The Eighteenth-Century Founder of Homeopathy Said His Treatments Were Better Than Bloodletting
Samuel Hahnemann was trying to fix the unscientific field of medicine
Although the field of homeopathy is most definitely not accepted by the medical community today, its founder was a doctor who was trying to create medical practices that were gentler on the body than, say, bloodletting.
Hahnemann, born on this day in 1755, was a Swiss physician and translator. “He was one of many physicians in the 1700s who set out to explore systematically the use and effects of medical drugs,” according to the Science Museum in London.
In the context of medical practice at the time, writes scholar Michael Emmans Dean in the journal History of Science, Hahnemann was trying to create a new system of medicines that “he believed to be more humane and effective than any known before that time,” he writes. It was a time when opium, blood-letting and alcohol were all common treatments for illnesses, and the field of medicine was only starting to catch up to the scientifically framed ideas of the Enlightenment.
Hahnemann's ideas stemmed from translating a work that dealt with the use of quinine in treating malaria, according to Encyclopedia Britannica. Hahnemann first observed that quinine’s effect of causing fever in a healthy person if taken was the same effect that malaria had on an infected person. “From this, Hahnemann developed the central idea of homeopathic medicine: the principle of ‘like cures like’ or the ‘law of similars’–an idea that was also central to folk medicine,” writes the museum.

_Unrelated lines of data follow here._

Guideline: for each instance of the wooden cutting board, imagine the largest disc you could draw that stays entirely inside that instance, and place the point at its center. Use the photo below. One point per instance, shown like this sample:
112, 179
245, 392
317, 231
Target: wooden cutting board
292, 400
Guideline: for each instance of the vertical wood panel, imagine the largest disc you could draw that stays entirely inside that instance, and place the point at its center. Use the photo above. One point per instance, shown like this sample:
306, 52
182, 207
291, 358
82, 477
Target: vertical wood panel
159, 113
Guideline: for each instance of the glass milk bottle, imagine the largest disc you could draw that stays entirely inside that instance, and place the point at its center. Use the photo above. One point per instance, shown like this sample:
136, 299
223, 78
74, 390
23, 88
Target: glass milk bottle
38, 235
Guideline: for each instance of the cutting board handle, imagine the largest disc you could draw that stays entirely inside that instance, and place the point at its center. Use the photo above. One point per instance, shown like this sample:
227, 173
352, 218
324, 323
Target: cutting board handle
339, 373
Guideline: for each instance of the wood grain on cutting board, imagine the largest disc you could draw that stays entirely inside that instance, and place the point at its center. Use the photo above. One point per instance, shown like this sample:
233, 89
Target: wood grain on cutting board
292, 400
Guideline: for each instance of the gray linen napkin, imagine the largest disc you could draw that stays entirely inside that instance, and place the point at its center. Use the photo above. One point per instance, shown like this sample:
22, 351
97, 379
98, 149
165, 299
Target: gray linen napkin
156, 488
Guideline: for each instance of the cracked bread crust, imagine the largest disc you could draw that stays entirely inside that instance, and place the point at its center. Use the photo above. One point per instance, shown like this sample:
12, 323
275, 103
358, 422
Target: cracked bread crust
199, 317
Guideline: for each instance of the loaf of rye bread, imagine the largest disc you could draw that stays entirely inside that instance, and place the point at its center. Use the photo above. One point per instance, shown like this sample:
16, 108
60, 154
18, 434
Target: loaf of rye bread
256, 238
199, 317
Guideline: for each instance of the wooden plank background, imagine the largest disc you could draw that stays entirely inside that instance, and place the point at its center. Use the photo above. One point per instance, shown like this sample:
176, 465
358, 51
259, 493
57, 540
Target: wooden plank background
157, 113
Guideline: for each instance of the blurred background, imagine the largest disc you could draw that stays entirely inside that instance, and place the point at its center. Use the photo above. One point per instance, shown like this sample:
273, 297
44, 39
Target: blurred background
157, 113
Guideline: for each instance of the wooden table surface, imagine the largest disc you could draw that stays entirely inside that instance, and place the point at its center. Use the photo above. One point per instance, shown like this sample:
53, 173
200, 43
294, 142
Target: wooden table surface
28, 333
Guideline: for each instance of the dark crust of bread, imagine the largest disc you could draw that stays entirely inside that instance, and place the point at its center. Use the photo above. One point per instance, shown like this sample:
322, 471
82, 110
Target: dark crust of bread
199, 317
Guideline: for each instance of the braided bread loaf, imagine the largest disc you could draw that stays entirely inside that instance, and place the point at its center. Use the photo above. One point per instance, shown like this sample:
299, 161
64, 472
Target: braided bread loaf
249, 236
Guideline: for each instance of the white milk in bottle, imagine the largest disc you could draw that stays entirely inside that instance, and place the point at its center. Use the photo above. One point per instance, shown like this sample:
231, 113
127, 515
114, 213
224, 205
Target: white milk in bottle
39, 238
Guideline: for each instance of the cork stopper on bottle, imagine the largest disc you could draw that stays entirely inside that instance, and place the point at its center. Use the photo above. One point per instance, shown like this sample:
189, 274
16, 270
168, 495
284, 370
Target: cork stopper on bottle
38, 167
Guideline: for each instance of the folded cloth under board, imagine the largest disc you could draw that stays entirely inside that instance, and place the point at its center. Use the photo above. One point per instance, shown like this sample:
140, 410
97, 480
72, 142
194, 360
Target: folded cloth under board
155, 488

He published an essay, followed in 1810 by the fundamental text of homeopathy, the Organon of the Rational Art of Healing, and homeopathy was born. The encyclopedia notes that Hahnemann “proved” his methods worked by administering the drugs to healthy subjects and watching for effects that would correspond to disease.

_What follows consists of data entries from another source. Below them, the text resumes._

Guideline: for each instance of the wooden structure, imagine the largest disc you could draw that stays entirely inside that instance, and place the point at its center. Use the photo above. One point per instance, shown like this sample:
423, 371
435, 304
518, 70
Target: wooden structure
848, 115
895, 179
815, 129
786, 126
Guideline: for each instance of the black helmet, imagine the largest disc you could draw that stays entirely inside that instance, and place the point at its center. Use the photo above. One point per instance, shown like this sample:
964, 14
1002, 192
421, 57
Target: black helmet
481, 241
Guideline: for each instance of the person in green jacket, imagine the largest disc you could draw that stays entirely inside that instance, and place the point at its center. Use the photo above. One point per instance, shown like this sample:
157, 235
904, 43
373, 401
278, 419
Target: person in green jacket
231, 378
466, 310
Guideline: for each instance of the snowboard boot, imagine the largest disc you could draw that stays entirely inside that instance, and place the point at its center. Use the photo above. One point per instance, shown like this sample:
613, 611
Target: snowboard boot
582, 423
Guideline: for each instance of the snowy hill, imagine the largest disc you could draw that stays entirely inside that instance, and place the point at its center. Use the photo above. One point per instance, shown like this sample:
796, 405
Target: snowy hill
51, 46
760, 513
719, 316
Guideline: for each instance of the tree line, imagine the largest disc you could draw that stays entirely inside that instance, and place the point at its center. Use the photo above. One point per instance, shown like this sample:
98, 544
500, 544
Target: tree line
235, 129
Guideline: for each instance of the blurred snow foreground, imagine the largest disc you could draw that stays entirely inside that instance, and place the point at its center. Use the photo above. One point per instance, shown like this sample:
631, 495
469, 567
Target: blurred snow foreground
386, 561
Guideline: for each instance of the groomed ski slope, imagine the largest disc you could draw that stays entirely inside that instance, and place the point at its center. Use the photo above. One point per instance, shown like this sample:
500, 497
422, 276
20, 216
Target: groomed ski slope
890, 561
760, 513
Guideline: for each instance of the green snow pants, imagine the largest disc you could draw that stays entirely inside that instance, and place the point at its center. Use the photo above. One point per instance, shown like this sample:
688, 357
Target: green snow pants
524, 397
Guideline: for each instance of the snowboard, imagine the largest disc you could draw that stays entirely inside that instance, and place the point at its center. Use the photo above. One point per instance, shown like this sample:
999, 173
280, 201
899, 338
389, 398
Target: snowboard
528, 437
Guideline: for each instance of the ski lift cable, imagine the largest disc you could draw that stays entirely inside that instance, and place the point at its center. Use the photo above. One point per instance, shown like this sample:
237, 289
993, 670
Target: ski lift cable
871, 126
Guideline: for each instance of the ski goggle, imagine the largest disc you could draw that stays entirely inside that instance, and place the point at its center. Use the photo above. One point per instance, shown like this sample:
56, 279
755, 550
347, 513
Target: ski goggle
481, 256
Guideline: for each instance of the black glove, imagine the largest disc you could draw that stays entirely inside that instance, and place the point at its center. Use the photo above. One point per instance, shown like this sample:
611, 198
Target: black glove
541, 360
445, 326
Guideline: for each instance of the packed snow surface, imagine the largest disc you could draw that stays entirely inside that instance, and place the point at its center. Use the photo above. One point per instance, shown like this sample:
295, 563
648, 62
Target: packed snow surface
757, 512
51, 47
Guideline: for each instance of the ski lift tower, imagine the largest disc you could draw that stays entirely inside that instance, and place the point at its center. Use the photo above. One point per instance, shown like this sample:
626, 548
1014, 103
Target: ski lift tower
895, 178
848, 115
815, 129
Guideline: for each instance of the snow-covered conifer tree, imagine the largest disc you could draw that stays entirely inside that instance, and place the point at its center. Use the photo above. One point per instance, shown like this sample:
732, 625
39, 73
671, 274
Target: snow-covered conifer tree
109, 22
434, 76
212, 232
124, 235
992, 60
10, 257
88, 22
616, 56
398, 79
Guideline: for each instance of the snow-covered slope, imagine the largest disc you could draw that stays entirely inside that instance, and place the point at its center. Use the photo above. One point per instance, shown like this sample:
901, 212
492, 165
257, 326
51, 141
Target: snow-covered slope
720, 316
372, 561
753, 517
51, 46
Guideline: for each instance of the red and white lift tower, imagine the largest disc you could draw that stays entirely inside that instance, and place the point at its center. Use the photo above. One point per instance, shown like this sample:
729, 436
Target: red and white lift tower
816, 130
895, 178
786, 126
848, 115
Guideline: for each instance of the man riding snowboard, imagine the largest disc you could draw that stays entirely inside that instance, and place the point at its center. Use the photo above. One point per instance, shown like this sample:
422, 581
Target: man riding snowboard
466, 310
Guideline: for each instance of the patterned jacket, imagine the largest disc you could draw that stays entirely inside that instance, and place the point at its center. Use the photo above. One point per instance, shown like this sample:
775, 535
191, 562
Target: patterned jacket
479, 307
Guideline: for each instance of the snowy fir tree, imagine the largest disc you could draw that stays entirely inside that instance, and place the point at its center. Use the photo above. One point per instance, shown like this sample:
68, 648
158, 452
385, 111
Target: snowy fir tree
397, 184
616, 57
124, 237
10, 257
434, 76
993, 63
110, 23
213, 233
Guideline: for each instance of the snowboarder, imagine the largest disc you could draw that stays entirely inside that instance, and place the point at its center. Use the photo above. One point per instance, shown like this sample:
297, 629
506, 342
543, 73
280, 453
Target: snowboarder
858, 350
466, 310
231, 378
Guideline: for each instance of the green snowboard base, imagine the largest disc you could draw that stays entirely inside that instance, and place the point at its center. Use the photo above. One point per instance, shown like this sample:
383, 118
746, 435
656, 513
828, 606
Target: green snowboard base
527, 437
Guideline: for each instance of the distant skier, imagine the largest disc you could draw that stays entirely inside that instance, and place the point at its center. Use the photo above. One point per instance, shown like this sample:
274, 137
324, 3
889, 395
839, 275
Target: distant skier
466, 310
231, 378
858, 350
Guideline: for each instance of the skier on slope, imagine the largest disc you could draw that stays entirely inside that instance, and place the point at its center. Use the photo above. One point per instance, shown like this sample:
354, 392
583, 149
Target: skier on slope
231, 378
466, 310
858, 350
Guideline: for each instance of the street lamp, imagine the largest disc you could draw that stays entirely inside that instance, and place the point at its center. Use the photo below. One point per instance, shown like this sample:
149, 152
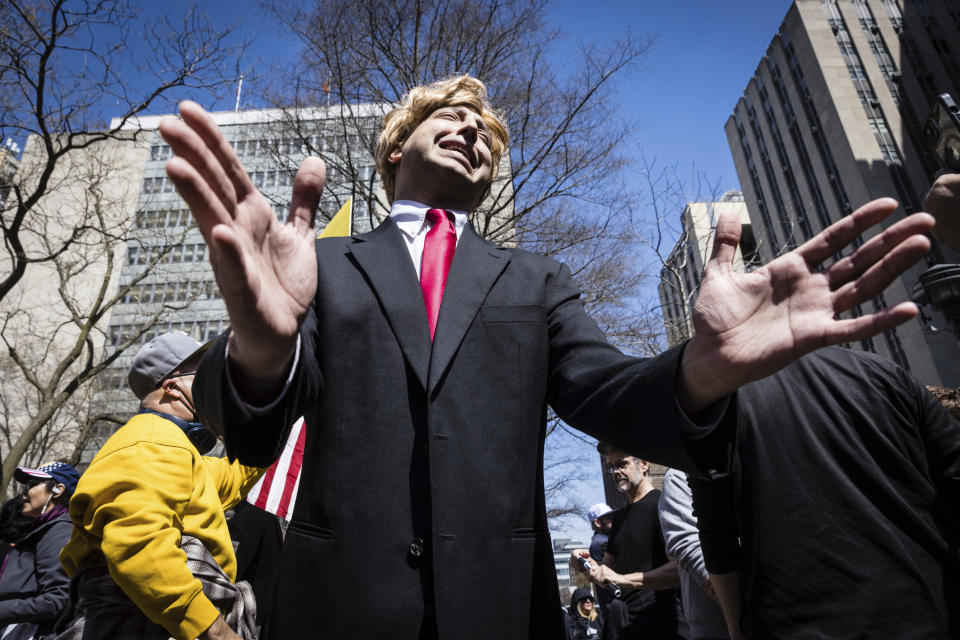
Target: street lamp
939, 286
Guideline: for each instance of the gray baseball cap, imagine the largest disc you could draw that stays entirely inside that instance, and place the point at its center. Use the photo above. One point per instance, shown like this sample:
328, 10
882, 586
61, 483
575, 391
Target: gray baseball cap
159, 358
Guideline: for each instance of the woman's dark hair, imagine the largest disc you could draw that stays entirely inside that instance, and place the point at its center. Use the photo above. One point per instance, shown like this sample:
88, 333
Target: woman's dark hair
13, 524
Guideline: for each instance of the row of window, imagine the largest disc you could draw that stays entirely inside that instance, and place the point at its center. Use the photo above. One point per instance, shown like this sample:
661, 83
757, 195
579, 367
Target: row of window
195, 252
157, 184
160, 152
164, 218
172, 292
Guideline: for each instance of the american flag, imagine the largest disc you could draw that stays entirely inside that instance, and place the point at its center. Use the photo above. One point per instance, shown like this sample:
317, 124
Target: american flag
276, 492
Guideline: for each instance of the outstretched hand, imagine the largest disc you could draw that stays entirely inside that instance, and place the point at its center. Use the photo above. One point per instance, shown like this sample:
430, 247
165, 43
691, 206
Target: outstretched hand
750, 325
266, 270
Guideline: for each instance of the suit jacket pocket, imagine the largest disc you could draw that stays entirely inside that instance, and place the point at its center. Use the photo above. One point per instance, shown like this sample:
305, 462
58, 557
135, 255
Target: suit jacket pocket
513, 313
312, 530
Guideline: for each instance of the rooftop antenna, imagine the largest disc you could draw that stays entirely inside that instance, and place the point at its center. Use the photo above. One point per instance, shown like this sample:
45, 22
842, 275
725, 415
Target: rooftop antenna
239, 87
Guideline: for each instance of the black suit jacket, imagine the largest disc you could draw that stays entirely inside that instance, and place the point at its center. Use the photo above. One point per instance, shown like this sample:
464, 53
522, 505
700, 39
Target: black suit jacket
408, 440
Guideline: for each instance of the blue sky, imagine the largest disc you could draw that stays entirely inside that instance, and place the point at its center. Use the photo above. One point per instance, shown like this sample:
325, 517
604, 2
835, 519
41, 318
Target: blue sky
704, 54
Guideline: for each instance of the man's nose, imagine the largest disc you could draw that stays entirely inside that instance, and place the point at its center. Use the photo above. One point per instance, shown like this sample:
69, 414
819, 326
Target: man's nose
469, 130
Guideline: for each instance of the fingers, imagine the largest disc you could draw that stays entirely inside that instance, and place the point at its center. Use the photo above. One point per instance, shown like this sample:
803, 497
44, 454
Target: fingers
207, 208
837, 236
205, 175
879, 276
875, 249
725, 241
853, 329
307, 187
218, 162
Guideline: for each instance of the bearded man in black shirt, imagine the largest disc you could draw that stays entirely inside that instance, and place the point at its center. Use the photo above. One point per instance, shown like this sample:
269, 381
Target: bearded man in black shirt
636, 559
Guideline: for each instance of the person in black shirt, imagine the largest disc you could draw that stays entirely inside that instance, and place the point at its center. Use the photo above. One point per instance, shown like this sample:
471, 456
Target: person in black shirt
839, 516
636, 559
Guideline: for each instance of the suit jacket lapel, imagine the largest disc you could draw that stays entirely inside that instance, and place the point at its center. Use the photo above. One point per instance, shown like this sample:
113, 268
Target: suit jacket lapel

By 1821, local hostility to his practices resulted in him leaving the German city of Leipzig, where he was practicing, and he eventually ended up in Paris, “where he practiced medicine with great popularity until his death,” according to the encyclopedia.
The medical people who surrounded him in Liepzig were quick to disregard his ideas, Dean writes. “He was portrayed as a quack unable to earn a living from orthodox medicine, dishonest or insane and, in a dismissal extending to all who followed his precepts, as ‘too weak mentally to practice medicine or even to take care of himself,’” Dean writes.
Ironically, bloodletting and other such treatments eventually fell out of favor, but homeopathy is a thriving field today in spite of the medical community largely rejecting it. “Most rigorous clinical trials and systematic analyses of the research on homeopathy have concluded that there is little evidence to support homeopathy as an effective treatment for any specific condition,” according to the NIH's National Center for Complementary and Integrative Health.